Papa, dad, baba, all these words are synonymous with the word father a person who is probably the closest to any one. But for me in some way I always thought that I can never be very close to him emotionally or may be I thought that I could never have the same emotional association with him like the way I have with maa.
Papa was always the one to give me what I wanted in physical terms be it clothes, gifts, cars or even money for that matter. He is the one to pamper my material needs and I indisputably have always got what I wanted even before I have asked for it. But somewhere I thought that emotional connection was lacking and that I could never share any of my secrets or sorrows with him like I do with ma. May be I am at some level scared of him.
But lately as I grow up and start delving more into things I realized that even though there is no superficial emotional connect we connect at a very profound level where I don’t need to tell him when I need him the most and he is there for me.
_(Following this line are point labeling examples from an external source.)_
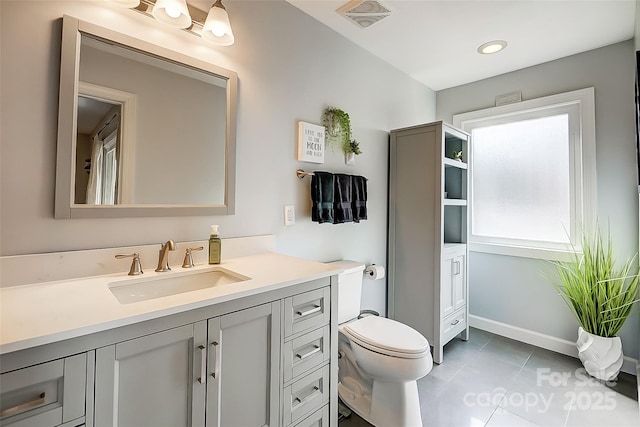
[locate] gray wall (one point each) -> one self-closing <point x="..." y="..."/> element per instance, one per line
<point x="290" y="68"/>
<point x="513" y="290"/>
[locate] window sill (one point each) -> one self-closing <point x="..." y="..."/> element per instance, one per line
<point x="521" y="251"/>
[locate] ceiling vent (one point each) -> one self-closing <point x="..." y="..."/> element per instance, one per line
<point x="364" y="13"/>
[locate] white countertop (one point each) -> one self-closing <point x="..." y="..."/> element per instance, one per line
<point x="42" y="313"/>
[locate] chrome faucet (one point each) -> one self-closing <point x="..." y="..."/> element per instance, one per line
<point x="163" y="256"/>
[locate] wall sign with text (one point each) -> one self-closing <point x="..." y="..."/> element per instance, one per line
<point x="310" y="143"/>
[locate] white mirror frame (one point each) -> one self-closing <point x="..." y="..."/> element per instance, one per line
<point x="72" y="29"/>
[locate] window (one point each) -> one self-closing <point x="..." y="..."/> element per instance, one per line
<point x="532" y="174"/>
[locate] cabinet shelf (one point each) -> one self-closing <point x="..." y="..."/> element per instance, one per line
<point x="454" y="163"/>
<point x="455" y="202"/>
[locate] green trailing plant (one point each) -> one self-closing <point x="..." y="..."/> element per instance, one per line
<point x="337" y="125"/>
<point x="354" y="147"/>
<point x="599" y="295"/>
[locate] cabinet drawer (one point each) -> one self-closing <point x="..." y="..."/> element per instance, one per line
<point x="306" y="395"/>
<point x="309" y="310"/>
<point x="44" y="395"/>
<point x="320" y="418"/>
<point x="306" y="352"/>
<point x="453" y="325"/>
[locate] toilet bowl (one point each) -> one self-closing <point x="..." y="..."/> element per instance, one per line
<point x="380" y="359"/>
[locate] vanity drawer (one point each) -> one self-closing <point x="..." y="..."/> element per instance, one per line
<point x="306" y="395"/>
<point x="44" y="395"/>
<point x="320" y="418"/>
<point x="453" y="325"/>
<point x="309" y="310"/>
<point x="306" y="352"/>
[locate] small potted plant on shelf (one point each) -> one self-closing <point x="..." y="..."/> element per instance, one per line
<point x="338" y="130"/>
<point x="600" y="296"/>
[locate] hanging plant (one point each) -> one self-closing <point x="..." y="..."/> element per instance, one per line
<point x="338" y="130"/>
<point x="354" y="147"/>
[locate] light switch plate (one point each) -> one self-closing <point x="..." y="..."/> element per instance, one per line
<point x="289" y="215"/>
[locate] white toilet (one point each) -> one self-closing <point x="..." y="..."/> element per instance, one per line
<point x="380" y="359"/>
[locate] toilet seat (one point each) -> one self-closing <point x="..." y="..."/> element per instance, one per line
<point x="387" y="336"/>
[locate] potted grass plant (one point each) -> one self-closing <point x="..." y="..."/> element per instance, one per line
<point x="601" y="296"/>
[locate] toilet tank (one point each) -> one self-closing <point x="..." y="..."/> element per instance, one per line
<point x="349" y="289"/>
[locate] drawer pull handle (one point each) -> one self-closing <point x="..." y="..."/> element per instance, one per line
<point x="23" y="406"/>
<point x="203" y="364"/>
<point x="315" y="309"/>
<point x="309" y="353"/>
<point x="216" y="367"/>
<point x="313" y="394"/>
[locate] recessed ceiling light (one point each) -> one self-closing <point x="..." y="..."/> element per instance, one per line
<point x="492" y="47"/>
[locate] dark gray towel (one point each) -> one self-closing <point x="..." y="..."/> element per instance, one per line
<point x="322" y="187"/>
<point x="359" y="198"/>
<point x="342" y="199"/>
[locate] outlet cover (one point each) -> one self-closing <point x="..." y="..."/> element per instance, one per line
<point x="289" y="215"/>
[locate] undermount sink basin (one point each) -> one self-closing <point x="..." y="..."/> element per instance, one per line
<point x="146" y="288"/>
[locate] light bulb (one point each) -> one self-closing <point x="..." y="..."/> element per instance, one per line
<point x="173" y="13"/>
<point x="217" y="28"/>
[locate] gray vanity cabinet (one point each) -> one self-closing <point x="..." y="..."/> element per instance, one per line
<point x="217" y="372"/>
<point x="243" y="366"/>
<point x="47" y="394"/>
<point x="153" y="380"/>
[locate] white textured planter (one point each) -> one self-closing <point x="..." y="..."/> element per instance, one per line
<point x="601" y="357"/>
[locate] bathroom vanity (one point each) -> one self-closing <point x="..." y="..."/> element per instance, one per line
<point x="254" y="352"/>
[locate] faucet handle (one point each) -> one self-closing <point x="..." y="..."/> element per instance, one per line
<point x="136" y="266"/>
<point x="188" y="258"/>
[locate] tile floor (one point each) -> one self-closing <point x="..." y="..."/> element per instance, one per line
<point x="493" y="381"/>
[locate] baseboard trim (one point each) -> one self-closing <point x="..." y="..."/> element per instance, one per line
<point x="559" y="345"/>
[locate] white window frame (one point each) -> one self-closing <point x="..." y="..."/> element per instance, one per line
<point x="580" y="105"/>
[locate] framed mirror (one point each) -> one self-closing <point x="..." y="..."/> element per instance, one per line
<point x="142" y="130"/>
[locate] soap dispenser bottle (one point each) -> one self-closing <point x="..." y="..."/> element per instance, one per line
<point x="214" y="246"/>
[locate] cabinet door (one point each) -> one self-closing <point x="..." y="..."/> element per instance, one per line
<point x="459" y="282"/>
<point x="448" y="279"/>
<point x="243" y="366"/>
<point x="155" y="380"/>
<point x="453" y="292"/>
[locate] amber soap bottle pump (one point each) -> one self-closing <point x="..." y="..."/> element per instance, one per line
<point x="214" y="246"/>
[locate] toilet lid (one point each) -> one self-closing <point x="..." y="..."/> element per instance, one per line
<point x="387" y="336"/>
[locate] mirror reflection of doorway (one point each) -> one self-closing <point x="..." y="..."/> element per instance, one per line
<point x="98" y="149"/>
<point x="105" y="129"/>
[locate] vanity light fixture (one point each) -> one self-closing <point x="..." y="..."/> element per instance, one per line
<point x="214" y="26"/>
<point x="126" y="3"/>
<point x="492" y="47"/>
<point x="174" y="13"/>
<point x="217" y="28"/>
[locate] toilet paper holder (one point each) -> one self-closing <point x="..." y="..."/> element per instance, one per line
<point x="374" y="272"/>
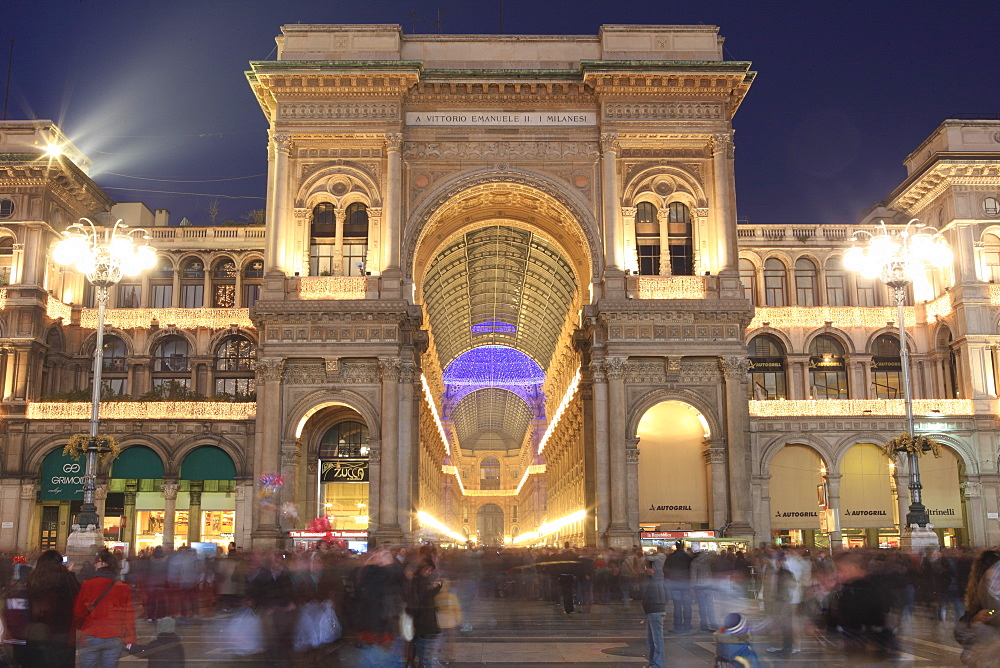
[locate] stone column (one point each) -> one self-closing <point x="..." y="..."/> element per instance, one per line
<point x="603" y="476"/>
<point x="388" y="526"/>
<point x="194" y="512"/>
<point x="833" y="499"/>
<point x="267" y="454"/>
<point x="632" y="476"/>
<point x="170" y="489"/>
<point x="275" y="254"/>
<point x="100" y="501"/>
<point x="406" y="445"/>
<point x="338" y="244"/>
<point x="663" y="218"/>
<point x="715" y="457"/>
<point x="290" y="467"/>
<point x="619" y="532"/>
<point x="374" y="486"/>
<point x="725" y="229"/>
<point x="131" y="488"/>
<point x="631" y="245"/>
<point x="737" y="420"/>
<point x="392" y="211"/>
<point x="28" y="509"/>
<point x="611" y="208"/>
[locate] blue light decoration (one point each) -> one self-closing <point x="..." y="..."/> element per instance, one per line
<point x="493" y="326"/>
<point x="493" y="366"/>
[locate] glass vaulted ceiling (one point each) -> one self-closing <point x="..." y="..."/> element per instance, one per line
<point x="496" y="286"/>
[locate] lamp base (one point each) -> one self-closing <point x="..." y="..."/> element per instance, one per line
<point x="83" y="543"/>
<point x="919" y="539"/>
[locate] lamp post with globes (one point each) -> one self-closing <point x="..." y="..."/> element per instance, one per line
<point x="900" y="258"/>
<point x="104" y="255"/>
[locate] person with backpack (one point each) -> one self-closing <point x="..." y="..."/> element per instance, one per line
<point x="104" y="616"/>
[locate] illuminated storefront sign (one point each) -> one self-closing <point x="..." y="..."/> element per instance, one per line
<point x="344" y="471"/>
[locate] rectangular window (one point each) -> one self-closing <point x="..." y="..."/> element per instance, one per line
<point x="354" y="255"/>
<point x="251" y="293"/>
<point x="192" y="296"/>
<point x="224" y="296"/>
<point x="163" y="296"/>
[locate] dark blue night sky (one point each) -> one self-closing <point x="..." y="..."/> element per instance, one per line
<point x="845" y="90"/>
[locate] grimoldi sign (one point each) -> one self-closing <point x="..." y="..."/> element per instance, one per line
<point x="350" y="470"/>
<point x="500" y="118"/>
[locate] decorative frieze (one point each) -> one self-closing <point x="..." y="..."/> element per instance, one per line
<point x="500" y="150"/>
<point x="344" y="111"/>
<point x="630" y="111"/>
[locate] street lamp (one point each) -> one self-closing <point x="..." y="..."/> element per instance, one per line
<point x="899" y="259"/>
<point x="103" y="255"/>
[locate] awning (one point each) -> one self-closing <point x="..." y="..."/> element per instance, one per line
<point x="62" y="477"/>
<point x="208" y="463"/>
<point x="138" y="462"/>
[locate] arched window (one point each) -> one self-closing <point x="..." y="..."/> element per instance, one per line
<point x="355" y="239"/>
<point x="6" y="258"/>
<point x="253" y="278"/>
<point x="234" y="369"/>
<point x="680" y="239"/>
<point x="867" y="290"/>
<point x="887" y="368"/>
<point x="129" y="292"/>
<point x="827" y="369"/>
<point x="647" y="239"/>
<point x="991" y="256"/>
<point x="193" y="283"/>
<point x="748" y="277"/>
<point x="224" y="283"/>
<point x="171" y="368"/>
<point x="324" y="220"/>
<point x="489" y="473"/>
<point x="836" y="282"/>
<point x="161" y="284"/>
<point x="806" y="282"/>
<point x="775" y="292"/>
<point x="114" y="368"/>
<point x="345" y="440"/>
<point x="767" y="368"/>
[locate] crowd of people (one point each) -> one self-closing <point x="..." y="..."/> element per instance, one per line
<point x="398" y="605"/>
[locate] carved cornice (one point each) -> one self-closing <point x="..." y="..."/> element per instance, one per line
<point x="500" y="150"/>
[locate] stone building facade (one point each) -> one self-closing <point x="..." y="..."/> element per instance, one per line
<point x="500" y="283"/>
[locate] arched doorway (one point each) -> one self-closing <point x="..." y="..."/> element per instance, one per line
<point x="674" y="480"/>
<point x="489" y="525"/>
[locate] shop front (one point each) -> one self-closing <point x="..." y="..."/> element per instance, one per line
<point x="671" y="438"/>
<point x="867" y="511"/>
<point x="60" y="497"/>
<point x="798" y="495"/>
<point x="343" y="478"/>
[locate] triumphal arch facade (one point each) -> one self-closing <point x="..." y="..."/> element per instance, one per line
<point x="501" y="285"/>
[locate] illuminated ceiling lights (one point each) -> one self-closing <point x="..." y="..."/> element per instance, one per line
<point x="671" y="287"/>
<point x="858" y="407"/>
<point x="567" y="397"/>
<point x="332" y="287"/>
<point x="429" y="520"/>
<point x="434" y="411"/>
<point x="144" y="410"/>
<point x="551" y="527"/>
<point x="183" y="318"/>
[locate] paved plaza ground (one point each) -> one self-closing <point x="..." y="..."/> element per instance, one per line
<point x="534" y="633"/>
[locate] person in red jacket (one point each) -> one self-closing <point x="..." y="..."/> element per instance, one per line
<point x="103" y="613"/>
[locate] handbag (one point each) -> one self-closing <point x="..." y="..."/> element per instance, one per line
<point x="406" y="626"/>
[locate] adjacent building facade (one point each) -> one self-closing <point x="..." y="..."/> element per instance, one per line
<point x="501" y="294"/>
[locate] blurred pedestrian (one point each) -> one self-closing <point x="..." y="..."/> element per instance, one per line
<point x="654" y="606"/>
<point x="52" y="590"/>
<point x="103" y="613"/>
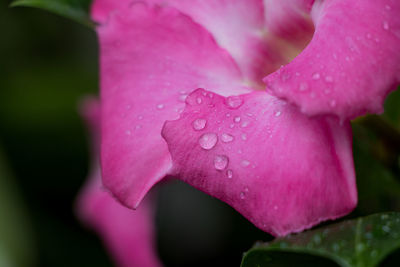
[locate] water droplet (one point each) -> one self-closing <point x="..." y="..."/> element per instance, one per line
<point x="182" y="98"/>
<point x="303" y="86"/>
<point x="234" y="102"/>
<point x="316" y="76"/>
<point x="199" y="124"/>
<point x="208" y="140"/>
<point x="226" y="138"/>
<point x="221" y="162"/>
<point x="386" y="228"/>
<point x="386" y="25"/>
<point x="229" y="174"/>
<point x="245" y="163"/>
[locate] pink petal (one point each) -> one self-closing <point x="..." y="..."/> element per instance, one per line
<point x="151" y="58"/>
<point x="239" y="27"/>
<point x="282" y="170"/>
<point x="351" y="64"/>
<point x="127" y="234"/>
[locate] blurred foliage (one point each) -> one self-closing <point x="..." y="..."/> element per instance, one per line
<point x="16" y="240"/>
<point x="365" y="242"/>
<point x="74" y="9"/>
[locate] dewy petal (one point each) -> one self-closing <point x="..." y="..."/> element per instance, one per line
<point x="128" y="235"/>
<point x="151" y="58"/>
<point x="281" y="169"/>
<point x="351" y="64"/>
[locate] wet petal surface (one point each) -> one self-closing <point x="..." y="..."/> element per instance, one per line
<point x="283" y="171"/>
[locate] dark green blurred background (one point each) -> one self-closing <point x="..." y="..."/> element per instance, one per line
<point x="48" y="64"/>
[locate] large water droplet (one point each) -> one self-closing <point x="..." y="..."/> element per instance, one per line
<point x="208" y="140"/>
<point x="199" y="124"/>
<point x="221" y="162"/>
<point x="226" y="138"/>
<point x="234" y="102"/>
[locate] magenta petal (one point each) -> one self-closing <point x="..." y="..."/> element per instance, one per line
<point x="351" y="64"/>
<point x="151" y="58"/>
<point x="282" y="170"/>
<point x="239" y="27"/>
<point x="128" y="234"/>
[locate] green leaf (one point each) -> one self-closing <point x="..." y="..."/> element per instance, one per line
<point x="361" y="242"/>
<point x="16" y="245"/>
<point x="77" y="10"/>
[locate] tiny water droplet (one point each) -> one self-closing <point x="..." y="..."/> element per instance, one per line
<point x="316" y="76"/>
<point x="226" y="138"/>
<point x="221" y="162"/>
<point x="182" y="98"/>
<point x="244" y="124"/>
<point x="208" y="140"/>
<point x="234" y="102"/>
<point x="229" y="174"/>
<point x="245" y="163"/>
<point x="303" y="86"/>
<point x="386" y="25"/>
<point x="199" y="124"/>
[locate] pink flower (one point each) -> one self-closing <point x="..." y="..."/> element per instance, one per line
<point x="283" y="170"/>
<point x="127" y="234"/>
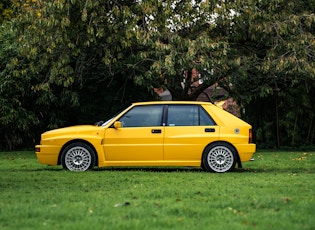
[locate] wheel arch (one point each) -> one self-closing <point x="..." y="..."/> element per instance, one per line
<point x="238" y="159"/>
<point x="78" y="141"/>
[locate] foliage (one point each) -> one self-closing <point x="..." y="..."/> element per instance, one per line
<point x="275" y="190"/>
<point x="79" y="61"/>
<point x="6" y="12"/>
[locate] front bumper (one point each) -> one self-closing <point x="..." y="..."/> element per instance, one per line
<point x="47" y="154"/>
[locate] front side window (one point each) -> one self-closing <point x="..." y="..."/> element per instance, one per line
<point x="188" y="115"/>
<point x="143" y="116"/>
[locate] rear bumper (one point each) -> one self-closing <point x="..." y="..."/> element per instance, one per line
<point x="245" y="151"/>
<point x="47" y="154"/>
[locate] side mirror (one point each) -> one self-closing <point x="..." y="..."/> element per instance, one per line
<point x="117" y="125"/>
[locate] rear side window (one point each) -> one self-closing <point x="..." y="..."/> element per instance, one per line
<point x="143" y="116"/>
<point x="188" y="115"/>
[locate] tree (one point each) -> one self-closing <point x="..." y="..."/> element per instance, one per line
<point x="65" y="62"/>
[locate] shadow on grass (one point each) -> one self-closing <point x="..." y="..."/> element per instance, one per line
<point x="168" y="170"/>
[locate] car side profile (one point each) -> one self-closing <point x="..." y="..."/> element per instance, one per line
<point x="198" y="134"/>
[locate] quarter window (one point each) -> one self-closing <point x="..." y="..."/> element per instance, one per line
<point x="188" y="115"/>
<point x="143" y="116"/>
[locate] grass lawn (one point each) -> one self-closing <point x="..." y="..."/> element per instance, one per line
<point x="276" y="191"/>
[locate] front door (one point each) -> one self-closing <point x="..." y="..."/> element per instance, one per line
<point x="140" y="138"/>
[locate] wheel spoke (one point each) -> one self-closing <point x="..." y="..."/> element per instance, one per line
<point x="220" y="159"/>
<point x="78" y="159"/>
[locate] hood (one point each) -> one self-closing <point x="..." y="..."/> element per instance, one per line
<point x="77" y="130"/>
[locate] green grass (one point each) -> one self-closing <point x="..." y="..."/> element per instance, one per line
<point x="276" y="191"/>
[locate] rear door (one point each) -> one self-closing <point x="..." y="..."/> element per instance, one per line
<point x="189" y="129"/>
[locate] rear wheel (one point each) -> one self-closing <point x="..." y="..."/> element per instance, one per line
<point x="219" y="157"/>
<point x="78" y="157"/>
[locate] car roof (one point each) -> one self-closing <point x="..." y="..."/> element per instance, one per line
<point x="172" y="103"/>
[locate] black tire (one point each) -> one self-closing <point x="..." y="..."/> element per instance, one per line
<point x="219" y="157"/>
<point x="78" y="157"/>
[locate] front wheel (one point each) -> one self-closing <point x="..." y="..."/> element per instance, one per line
<point x="78" y="157"/>
<point x="219" y="157"/>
This feeling stirred me up when recently I was extremely sad and thought that I have no one beside me excluding ma. I went to the living room to sit with my entire family ( which is a custom at my house every evening) just to accomplish my duty of a good daughter, when my dad called me and hugged me tightly and said “You are the most special person in my life “(after two pegs of scotch) . He did this quite frequently whenever he was high and that kind of annoyed me most of the times but somehow that day I had tears rolling down my eyes.
Even now when I am not going through a very ecstatic phase in my life and papa has absolutely no clue of that (at least I never let him know) but still he send me ticket to come back home thrice in a month. May be this is what you call the inner bond or the parental bond. At least this has made me realize the worth of my family. I guess this reinforces that the incredibly clichéd phrase “every dark cloud has a silver lining” is in fact true.